Housing loans associated with longer-term indexes that are revised next month will, on the contrary, see continued decreases in payments. Assuming the same scenario as before, with contracts that use the six-month Euribor, the new monthly instalment will be 309.25 euros, 0.5% below the value set in the previous review, in April.

In turn, borrowers with loans associated with the 12-month Euribor will see the value of their payments reduced by 1.6% to 313.98 euros. These loans will be the last to be affected by a general reversal in interest rate trends, while the shorter 3-month Euribor linked contracts will already feel the change next month.

Are we on the verge of a new trend in home financing rates?

Portuguese families have not seen an increase in the burden of housing payments since April 2014. This is due to the European Central Bank’s accommodative policies following the onset of the financial crisis, which led the organisation led by Mario Draghi to set the benchmark Eurozone interest rate at a record low of 0% in March 2016. As a result, something unexpected happened, and Euribor rates entered negative territory, and remain there to this day.

Today the reality of the European economy is entirely different, and expectations are that the ECB will begin increase benchmark interest rates, although the entity headed by Mario Draghi did not signal, at the Bank’s last monthly meeting, when this might happen.
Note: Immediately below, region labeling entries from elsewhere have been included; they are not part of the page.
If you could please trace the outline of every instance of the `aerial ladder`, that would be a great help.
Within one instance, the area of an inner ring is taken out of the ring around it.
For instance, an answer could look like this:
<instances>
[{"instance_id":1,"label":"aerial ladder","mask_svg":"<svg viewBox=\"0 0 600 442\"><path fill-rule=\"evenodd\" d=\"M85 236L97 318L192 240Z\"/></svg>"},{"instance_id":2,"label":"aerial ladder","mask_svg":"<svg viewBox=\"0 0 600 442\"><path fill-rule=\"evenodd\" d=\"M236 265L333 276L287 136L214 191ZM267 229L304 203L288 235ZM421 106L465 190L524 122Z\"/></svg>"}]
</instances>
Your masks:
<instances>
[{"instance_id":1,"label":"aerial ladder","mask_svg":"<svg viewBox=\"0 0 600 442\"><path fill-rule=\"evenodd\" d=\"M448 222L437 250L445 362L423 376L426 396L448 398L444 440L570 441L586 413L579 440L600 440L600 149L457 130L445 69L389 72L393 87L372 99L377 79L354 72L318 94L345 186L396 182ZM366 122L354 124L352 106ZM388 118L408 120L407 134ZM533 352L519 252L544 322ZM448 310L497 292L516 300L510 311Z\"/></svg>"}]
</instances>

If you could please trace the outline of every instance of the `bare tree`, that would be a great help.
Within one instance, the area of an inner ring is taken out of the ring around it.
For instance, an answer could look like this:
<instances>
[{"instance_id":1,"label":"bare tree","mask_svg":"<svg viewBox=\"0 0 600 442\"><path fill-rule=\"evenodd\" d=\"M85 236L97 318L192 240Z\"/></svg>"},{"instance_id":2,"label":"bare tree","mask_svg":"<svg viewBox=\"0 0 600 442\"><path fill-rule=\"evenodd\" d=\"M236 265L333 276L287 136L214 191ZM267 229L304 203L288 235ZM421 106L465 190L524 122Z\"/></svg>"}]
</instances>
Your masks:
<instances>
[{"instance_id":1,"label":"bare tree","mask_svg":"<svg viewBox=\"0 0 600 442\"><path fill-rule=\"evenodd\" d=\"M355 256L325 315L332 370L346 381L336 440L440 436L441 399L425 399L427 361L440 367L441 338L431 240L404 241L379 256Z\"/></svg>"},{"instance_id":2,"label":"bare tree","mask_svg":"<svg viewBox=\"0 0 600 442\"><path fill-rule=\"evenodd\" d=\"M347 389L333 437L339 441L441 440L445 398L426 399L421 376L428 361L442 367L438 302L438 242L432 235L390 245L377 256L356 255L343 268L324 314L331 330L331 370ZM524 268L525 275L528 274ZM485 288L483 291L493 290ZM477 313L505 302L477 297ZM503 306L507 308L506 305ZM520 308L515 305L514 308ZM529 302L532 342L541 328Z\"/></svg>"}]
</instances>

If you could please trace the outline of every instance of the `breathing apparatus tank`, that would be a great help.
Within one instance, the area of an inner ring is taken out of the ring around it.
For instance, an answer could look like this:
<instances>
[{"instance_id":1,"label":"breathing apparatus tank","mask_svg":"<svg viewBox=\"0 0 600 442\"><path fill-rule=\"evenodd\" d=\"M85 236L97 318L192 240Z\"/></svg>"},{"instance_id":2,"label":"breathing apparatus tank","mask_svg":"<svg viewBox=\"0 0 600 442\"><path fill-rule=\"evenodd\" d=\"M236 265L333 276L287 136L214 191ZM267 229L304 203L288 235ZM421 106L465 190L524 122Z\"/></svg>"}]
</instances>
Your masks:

What is certain, is that the market is beginning to see likelihood an increase in the near term, with Euribor rate at a standstill in recent months. Futures markets show that housing loan interest rates are not expected to drop any further. In the case of three-month Euribor futures, the market indicates that interest rates will slowly increase, with market data pointing to an eventual return to positive rates, for the first time since April 2015, in September 2019.

While there are no guarantees, interest rates are likely to remain low for quite some time. The market is anticipating that short-term rates will only reach 0.5% in the middle of 2021.